Most of us have a basic understanding of customer experience (CX) which is influenced by a customer’s perception of each and every individual interaction across every single touchpoint over the duration of their relationship with your brand.
According to experience expert, Diane Magers, CCXP, Threadfin’s Experience Practice Lead (and Founder and Chief Experience Officer at Experience Catalysts), the discipline of customer experience has naturally extended its reach into advancements in employee experience (EX).
Think about your work experience…
You’ve probably seen the tenure and productivity gained when new recruits are welcomed, presented with well-planned onboarding programs, and system access right out of the gate. And you’ve probably also seen new recruits sit spinning their wheels for a couple of weeks while they wait system access to be granted. What about when it takes employees 20-30 minutes to search for the information they need to do their job? Or when they can’t book a conference room?
Those all-too-common examples reinforce the need for digital transformation to improve employee and customer experience. The effort, time, and resulting frustration influences how employees act, how long they stay, and what they say about their employer. Not only that, this will ultimately impact how they treat customers and it impacts your business in financial ways such as lost productivity, costly service escalations, and turnover.
Employee Experience Defined
Employee experience equals everything a worker learns, does, sees and feels at each stage of the employee lifecycle.
Improving employee experiences and engaging employees reduces hiring costs, increases tenure, increases productivity, decreases churn and strengthens brands.
Improved Employee Experience Related to Improved Customer Experience
While most organizations understand the importance their people play in their success, the most effective organizations are expanding their focus from customer experience to employee experience. Whether employees are customer-facing or not, their actions and decisions, and how they engage with external customers and each other, ultimately impact business results.
The employee is directly responsible for building, delivering, and continually improving the customer experience, and it’s important that companies understand the impact employee experience has on customer experience, and the dependencies between the two. Great brands focus on improving employee experience to create an atmosphere of positive change, using digital transformation to enable their employees to deliver superior experiences to their customers, and ultimately drive business value across the entire organization.
Beyond the Bagels
By launching an employee engagement strategy, companies have a great opportunity to show their employees that they care enough to pay attention to their needs, identify issues, and reap the benefits that an excellent employee experience can bring.

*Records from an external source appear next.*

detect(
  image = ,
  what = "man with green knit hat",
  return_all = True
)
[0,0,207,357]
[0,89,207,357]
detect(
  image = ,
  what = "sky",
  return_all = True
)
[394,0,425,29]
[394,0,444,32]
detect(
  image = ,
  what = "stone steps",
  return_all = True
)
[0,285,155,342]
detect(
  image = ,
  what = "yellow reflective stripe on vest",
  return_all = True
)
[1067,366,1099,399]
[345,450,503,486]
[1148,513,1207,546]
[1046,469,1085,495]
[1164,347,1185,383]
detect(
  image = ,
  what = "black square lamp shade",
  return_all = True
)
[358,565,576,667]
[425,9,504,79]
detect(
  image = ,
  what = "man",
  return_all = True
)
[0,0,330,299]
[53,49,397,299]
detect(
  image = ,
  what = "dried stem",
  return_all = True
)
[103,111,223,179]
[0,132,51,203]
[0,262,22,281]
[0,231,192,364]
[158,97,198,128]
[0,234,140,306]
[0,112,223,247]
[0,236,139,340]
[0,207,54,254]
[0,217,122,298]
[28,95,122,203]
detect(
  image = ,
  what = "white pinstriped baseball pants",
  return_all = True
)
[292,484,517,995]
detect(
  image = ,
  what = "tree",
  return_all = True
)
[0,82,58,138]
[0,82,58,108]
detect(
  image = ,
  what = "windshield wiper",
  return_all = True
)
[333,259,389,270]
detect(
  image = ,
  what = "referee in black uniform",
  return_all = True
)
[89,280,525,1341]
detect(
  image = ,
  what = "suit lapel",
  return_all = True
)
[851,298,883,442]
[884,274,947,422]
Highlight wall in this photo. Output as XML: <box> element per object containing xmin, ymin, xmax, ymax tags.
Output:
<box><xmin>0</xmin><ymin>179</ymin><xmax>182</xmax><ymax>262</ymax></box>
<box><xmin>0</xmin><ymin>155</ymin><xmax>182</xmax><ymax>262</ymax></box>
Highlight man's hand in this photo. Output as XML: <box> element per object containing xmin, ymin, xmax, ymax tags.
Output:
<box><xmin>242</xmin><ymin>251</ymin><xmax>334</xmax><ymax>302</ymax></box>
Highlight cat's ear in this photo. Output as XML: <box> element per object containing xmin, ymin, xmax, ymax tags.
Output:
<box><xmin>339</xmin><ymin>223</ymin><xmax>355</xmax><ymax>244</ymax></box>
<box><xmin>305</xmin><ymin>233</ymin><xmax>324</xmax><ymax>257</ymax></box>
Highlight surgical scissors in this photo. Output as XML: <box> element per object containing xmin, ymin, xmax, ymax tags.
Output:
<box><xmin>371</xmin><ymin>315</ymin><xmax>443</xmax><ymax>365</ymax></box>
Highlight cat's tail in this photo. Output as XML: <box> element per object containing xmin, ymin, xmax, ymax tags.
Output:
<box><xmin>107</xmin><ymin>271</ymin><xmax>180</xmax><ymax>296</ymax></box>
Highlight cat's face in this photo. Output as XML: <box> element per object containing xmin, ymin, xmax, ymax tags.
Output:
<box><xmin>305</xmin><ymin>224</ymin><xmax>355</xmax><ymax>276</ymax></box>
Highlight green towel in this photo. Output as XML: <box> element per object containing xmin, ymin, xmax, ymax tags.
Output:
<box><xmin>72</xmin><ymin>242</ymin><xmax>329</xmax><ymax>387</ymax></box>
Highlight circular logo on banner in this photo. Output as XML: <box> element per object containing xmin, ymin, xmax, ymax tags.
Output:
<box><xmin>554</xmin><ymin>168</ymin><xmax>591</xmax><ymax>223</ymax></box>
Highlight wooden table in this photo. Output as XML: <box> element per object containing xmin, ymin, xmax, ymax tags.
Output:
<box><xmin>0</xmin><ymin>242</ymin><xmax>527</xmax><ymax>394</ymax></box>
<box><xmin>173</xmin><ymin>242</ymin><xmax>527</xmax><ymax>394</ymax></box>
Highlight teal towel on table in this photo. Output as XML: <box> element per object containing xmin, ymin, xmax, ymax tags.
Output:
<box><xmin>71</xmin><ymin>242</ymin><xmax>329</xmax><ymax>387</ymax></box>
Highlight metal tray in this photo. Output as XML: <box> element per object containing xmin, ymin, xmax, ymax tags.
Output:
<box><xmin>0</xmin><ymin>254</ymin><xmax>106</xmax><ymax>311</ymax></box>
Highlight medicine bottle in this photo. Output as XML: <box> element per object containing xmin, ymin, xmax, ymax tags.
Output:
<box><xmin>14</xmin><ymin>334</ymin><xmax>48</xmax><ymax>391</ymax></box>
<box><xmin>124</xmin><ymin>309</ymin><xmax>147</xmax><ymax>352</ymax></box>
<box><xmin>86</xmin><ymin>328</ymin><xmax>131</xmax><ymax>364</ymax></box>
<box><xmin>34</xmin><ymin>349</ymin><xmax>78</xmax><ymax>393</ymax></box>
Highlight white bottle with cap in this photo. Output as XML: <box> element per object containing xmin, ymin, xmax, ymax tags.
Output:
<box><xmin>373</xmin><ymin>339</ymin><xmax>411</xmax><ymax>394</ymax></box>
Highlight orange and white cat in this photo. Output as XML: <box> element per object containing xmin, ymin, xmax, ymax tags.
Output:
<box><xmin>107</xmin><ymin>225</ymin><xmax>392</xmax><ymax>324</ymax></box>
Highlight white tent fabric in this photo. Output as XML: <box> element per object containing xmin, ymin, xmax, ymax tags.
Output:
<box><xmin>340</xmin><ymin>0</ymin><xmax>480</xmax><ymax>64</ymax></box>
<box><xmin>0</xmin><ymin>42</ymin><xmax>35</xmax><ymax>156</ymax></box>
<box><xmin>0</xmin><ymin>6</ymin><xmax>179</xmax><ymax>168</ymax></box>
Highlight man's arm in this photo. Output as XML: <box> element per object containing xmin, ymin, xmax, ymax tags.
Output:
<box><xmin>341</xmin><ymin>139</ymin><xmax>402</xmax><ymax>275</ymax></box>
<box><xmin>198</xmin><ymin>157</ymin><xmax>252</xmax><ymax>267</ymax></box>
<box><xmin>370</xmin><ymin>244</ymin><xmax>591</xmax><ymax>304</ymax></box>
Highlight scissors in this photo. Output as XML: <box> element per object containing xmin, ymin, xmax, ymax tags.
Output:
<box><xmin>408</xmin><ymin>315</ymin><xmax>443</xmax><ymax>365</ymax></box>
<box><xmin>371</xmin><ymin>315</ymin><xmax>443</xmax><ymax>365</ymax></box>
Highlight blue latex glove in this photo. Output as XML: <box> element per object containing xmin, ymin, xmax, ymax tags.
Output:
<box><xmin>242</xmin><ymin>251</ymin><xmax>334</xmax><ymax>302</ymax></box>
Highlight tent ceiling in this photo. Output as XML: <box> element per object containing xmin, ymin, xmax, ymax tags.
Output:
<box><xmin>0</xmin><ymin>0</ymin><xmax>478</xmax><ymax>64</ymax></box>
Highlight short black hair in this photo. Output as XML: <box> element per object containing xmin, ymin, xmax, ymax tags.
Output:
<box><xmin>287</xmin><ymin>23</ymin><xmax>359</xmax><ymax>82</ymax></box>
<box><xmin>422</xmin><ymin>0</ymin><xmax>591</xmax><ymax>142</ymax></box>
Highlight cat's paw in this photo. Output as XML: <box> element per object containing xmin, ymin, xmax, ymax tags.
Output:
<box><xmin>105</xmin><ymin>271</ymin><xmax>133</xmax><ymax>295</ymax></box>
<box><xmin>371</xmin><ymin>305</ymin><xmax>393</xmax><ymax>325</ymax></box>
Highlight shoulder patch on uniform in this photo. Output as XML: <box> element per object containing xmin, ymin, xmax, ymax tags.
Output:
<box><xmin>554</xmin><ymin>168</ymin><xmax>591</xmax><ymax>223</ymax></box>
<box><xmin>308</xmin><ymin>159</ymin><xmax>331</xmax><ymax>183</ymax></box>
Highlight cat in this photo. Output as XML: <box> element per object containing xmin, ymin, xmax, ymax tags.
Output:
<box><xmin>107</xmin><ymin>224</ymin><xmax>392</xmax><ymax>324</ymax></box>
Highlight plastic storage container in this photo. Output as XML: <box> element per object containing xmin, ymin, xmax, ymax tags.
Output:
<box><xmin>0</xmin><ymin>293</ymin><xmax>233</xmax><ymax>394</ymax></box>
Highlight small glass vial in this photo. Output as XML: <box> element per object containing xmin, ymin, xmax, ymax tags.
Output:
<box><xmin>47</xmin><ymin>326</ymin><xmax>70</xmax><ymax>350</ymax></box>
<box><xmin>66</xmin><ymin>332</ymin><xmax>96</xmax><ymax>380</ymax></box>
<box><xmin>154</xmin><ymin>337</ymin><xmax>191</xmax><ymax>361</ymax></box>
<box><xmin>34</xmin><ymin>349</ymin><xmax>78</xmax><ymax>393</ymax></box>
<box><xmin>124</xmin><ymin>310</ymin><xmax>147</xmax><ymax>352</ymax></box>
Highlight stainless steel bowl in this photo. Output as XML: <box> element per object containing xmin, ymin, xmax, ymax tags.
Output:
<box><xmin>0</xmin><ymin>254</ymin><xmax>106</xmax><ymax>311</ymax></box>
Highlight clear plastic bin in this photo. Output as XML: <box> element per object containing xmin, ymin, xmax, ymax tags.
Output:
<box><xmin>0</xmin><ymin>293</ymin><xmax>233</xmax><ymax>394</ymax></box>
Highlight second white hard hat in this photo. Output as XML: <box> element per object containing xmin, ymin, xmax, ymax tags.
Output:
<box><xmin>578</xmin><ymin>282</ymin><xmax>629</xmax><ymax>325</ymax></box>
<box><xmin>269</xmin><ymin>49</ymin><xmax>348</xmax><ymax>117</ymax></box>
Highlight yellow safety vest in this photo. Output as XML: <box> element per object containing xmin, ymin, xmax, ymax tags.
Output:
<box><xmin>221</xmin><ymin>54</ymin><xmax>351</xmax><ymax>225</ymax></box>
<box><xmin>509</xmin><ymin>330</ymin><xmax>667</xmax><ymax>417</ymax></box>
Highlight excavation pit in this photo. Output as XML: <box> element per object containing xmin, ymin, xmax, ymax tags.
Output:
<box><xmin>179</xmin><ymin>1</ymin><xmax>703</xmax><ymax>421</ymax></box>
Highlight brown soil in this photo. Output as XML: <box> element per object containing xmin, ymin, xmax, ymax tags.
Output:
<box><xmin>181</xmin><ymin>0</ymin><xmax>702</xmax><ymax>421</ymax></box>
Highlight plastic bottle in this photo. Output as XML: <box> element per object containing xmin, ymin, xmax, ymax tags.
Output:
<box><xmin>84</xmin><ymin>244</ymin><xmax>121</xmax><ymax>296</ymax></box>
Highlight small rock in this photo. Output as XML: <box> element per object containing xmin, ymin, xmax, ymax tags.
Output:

Diane calls this ‘Beyond the Bagels.’ While benefits and perks are significant, employees want to be involved, contribute to the organization’s success, feel valued and respected, have the opportunity to grow and develop, and have access to leadership.
Diane goes on to say that designing and improving the employee experience isn’t just about developing an employee engagement survey each year. Many companies survey employees on morale, management, and leadership, but unfortunately do little or nothing with the learnings. If they do fix a few things, they typically don’t introduce systematic changes that can make a sustainable impact.
It’s important that businesses identify areas that need to be fixed and introduce practical ways to solve challenges. For example, Diane talks about one brand that discovered after talking directly with their contact center employees, mapping their employee journey, and analyzing customer and employee information, that many of their employees were complaining about neck and shoulder injuries, and were having a hard time hearing customers on the calls. As a result, many of their employees were frustrated, and experiencing low morale, contributing to weaker levels of customer experience. The company decided to do something about it, so they conducted a pilot with a subset of employees. They brought in new headsets and fitted employee workstations with modular sound-proof barriers. A few months after these changes were implemented, the pilot group saw reduced call times, improved customer experience scores, fewer employee complaints, and reduced worker’s compensation claims since their employees no longer had to hunch over to hear customers. It’s a great example of how listening to employees and making a few simple changes can truly make a difference!
Experience Threading
Digital transformation isn’t always human-centered, making it harder for employees to get work done and best serve their customers. Positive results require a commitment to identifying and improving the employee experience with the same rigor applied to customer experience, and then identifying and creating a series of programmatic changes and investments that deliver meaningful impact.
By understanding what employees need and want, engaging them in the design of the digital solutions, you can increase adoption, raise productivity, improve collaboration and innovation and build engagement and longer tenure, advocacy and referrals and reduces costs.
Threadfin’s Experience Threading is designed to do just that. Experience Threading results in human-centered digital transformation solutions that are tailored to the way your employees get work done, even as that changes over time.